If q1=-q2, the condition F13+F23=0 can't exist, so there is no equilibrium point on space.

If the charges are of the same kind, the equations are:

F13x^2=-kq1q3 or F13x^2=kq1q3

F23(R-x)^2=kq2q3 or F23(R-x)^2=-kq2q3

F13+F23=0 or F13=-F23

so x^2q2=(R-x)^2q1

There is no - on one term, so it seems to me that you made the ^2, but better than that, make the sqrt of each term.

Then, the solution is:

x=sqrt(q1)R/(sqrt(q2)+sqrt(q1))

when q1=q2, it gives: x=R/2

 

[chroot]

Actually, you don't have to introduce any test charges. The electric field at any point in space can be represented as a superposition of the fields generated by all the sources present in the system. Thus you can immediately come up with an equation that represents the total field magnitude at any point in space -- it's just two copies of Coulomb's Law added together. Then you solve it for zeros.

- Warren

 

[dock]

i'd like to tell you why i was looking for this equilibrum point.
begin simulation
choose Q1,Q2,R;
find the equilibrum point (EP)=R/(1+(+/-)sqrt(abs(Q1/Q2)));
make X1 the equilibrum vector starting in (EP) ending in Q1;
make X2 the equilibrum vector starting in (EP) ending in Q2;
make F1 the force vector akting upon Q1 and normal with X1;
make F2 the force vector akting upon Q2 and normal with X2;
make E1=F1xX1=const the energy vector of Q1;
make E2=F2xX2=const the energy vector of Q2;
begin loop
choose dX1 the displacement vector for Q1 such that F1xdX1>0 and
||X1+dX1||=||X1||;
choose dX2 the displacement vector for Q2 such that F2xdX2>0 and
||X2+dX2||=||X2|| but also ||X1||*||dX2||=||X2||*||dX1||;
make the new X1 equal to the old X1 plus dX1;
make the new X2 equal to the old X2 plus dX2;
onscreen(Q1,Q2)
end loop
end simulation

this is how i could find the trajectories of Q1 and Q2 without ever using F=ma i.e. Newton the 2nd.the values are relative to (EP). using standard 3d vector procedures like adding, rotating etc i can get all the possible trajecoties.

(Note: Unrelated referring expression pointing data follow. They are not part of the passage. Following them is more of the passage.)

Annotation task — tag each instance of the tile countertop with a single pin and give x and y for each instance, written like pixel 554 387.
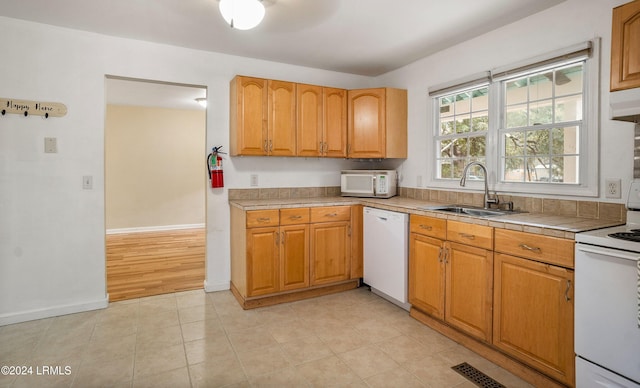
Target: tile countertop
pixel 539 223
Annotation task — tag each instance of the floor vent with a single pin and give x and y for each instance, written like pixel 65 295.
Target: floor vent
pixel 475 376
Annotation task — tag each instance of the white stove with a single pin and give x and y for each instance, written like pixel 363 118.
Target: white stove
pixel 607 237
pixel 607 302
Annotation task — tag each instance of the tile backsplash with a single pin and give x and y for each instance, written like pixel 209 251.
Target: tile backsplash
pixel 560 207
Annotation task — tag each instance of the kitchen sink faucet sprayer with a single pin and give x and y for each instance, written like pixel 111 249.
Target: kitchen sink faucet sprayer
pixel 487 199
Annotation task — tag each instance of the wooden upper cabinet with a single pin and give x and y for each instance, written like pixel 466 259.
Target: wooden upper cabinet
pixel 322 121
pixel 625 46
pixel 377 124
pixel 248 116
pixel 310 115
pixel 334 134
pixel 281 118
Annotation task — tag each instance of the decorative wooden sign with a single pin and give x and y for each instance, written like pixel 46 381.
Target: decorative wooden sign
pixel 37 108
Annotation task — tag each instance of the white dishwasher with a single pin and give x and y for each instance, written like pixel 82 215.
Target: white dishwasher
pixel 386 254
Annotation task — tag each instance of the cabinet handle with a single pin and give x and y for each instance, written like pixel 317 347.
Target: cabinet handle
pixel 528 248
pixel 566 291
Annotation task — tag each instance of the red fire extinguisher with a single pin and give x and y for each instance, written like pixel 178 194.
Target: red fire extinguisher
pixel 214 166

i consider this to be the greatest discovery of mine so far.

 

[chroot]

From what I can tell, nothing that you're doing even resembles real physics.

If you put two free, opposite charges near each other, they will come together and "disappear." If the charges have no mass, then they will travel at the speed of light towards each other. If they have finite mass, you will eventually have to use Newtonian or special relativistic relationships to determine their trajectories.

I have no idea why you think your little program does anything physical. After all, the only vector dX1 that satisfies the condition "||X1+dX1||=||X1||" is the zero vector. Perhaps you are running across machine rounding errors and thinking you've discovered the Holy Land.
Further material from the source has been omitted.